Thursday, April 22, 2010

Second debate, first thoughts

Like last week, I thought all three leaders performed fairly creditably in tonight's debate although this time I watched them rather than listening to the radio. First things first, I'm loving these debates and am grateful that Gordon Brown became the first Prime Minister to agree to them.

I thought Adam Boulton handled the debate better than Alastair Stewart did on ITV last week, letting the talk run more without constant interruption, but it was terrible that in an event billed as a foreign policy debate, only half the time should be taken up with foreign affairs. The EU was debated but not the euro; Afghanistan was brought up briefly, Iraq barely; there was very little on our relationship with America.

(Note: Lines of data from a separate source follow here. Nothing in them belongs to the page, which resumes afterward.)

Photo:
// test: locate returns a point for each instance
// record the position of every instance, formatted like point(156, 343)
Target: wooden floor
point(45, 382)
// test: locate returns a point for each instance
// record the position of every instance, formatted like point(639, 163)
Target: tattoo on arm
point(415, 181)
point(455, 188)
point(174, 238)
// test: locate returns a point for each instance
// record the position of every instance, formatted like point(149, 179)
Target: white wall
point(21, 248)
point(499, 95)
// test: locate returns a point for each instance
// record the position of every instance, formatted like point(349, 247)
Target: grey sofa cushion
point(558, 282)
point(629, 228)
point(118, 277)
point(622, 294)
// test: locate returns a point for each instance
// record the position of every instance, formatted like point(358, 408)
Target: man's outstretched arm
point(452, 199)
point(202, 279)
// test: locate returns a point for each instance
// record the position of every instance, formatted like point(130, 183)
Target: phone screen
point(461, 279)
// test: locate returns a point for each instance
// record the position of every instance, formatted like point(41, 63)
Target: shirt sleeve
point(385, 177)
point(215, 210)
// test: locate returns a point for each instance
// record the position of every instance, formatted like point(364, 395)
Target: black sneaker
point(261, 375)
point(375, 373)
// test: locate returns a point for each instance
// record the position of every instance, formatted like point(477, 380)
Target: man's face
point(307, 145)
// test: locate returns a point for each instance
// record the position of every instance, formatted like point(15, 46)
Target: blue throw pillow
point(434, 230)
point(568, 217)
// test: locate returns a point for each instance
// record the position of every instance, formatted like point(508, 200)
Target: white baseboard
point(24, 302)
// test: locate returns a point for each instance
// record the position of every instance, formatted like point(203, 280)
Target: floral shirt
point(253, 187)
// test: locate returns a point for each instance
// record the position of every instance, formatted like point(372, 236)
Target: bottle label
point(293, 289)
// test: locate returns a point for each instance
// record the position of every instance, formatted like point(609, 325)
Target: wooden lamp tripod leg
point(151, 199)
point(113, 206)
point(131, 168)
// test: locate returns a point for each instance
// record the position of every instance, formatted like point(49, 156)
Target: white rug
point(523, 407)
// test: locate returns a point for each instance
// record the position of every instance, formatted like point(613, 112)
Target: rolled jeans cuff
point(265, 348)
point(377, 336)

Nick Clegg's opening statement was the best and he remains a tough proposition in debate who has earned the right to be taken seriously, although the novelty has gone; Gordon Brown has a certain air of the statesman about him when talking about hard facts but still looks shifty and sounds dodgy when making pledges.

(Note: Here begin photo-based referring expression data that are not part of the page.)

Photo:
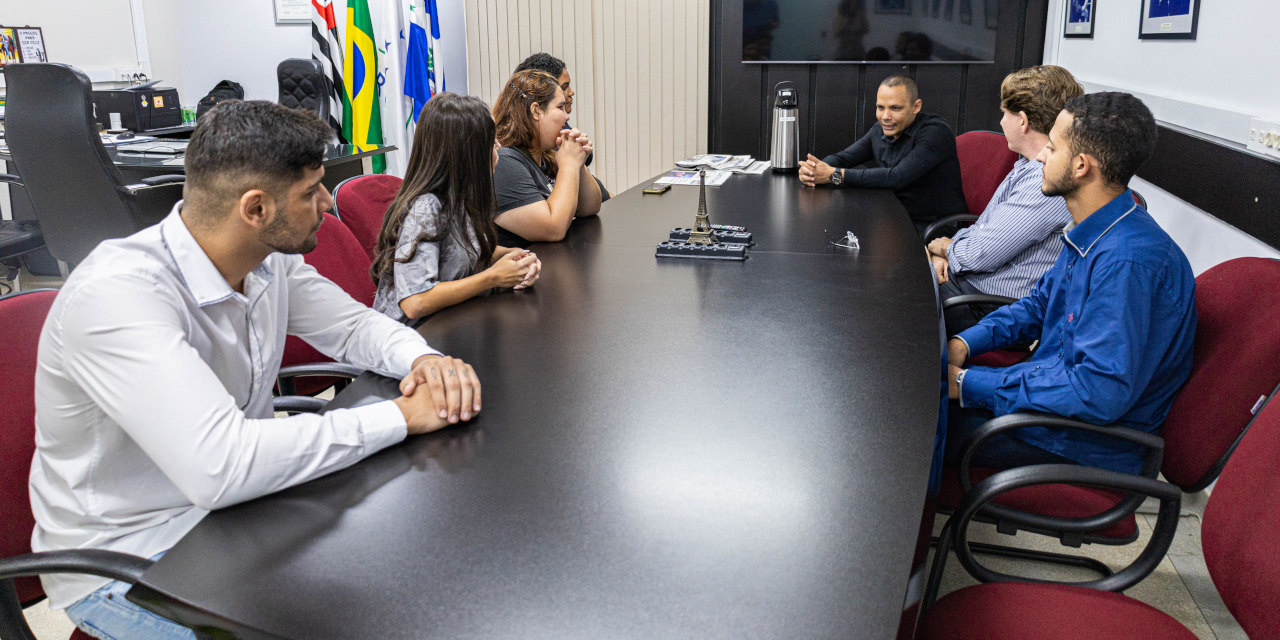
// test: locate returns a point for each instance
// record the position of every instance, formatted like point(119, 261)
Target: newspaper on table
point(718, 163)
point(690, 178)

I felt David Cameron had a strong night, particularly when he got angry with Brown over Labour's claims that the Tories would cut various benefits for pensioners. He needs to get angry more, angry on the behalf of voters not just for himself. There are plenty of us who want to tell Labour in fairly violent terms where to go, Cameron needs to be that mouthpiece.

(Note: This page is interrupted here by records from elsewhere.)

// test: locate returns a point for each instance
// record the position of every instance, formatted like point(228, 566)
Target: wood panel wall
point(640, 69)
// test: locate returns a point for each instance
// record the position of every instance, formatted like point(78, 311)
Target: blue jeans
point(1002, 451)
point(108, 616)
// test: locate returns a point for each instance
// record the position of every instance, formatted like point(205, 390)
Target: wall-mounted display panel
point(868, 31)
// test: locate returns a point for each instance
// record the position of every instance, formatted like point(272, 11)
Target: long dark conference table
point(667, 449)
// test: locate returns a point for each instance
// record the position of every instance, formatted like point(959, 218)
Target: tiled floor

Two observations immediately come to mind. The first is how Cameron at several points was using Conservative slogans used when I worked for the party ten years ago. "In Europe, not run by Europe" (1999 European elections); "You've paid the tax, what have you got" (2001 general election) and "People feel they are punished for doing the right thing" (not used, I think, but definitely proposed by Ann Widdecombe at a Shadow Cabinet meeting I attended).

The problem in 2001 was that no one wanted to listen to the Tories. I wonder whether those lines have better resonance now.

The other thing I observed was the very awkward smile that Brown gives when he has thought up a joke. Twice, I saw this strange shifting of his jowls, a flash of teeth, a slight flaring of the nostrils, shortly followed by a quip: the first about how Cameron and Clegg squabbling reminded him of his two sons at bathtime, the second comparing Cameron's Big Society with his Little Britain views.

They were decent, not brilliant, jokes but completely undone by Brown's smirk, either because he had just thought of them or, worse, because he had spotted a gap where a pre-prepared joke could be slotted in. Never trust a man who laughs at his own jokes.

Brown was right when he began the debate by saying that his substance should count more than a beauty parade. "If it's all about style and PR, count me out," he said. And that is the danger of these debates, as the polls have proved where people like Nick Clegg but not his policies if they don't know whose they are, but if it gets people interested in politics and listening to politicians, it is a Very Good Thing.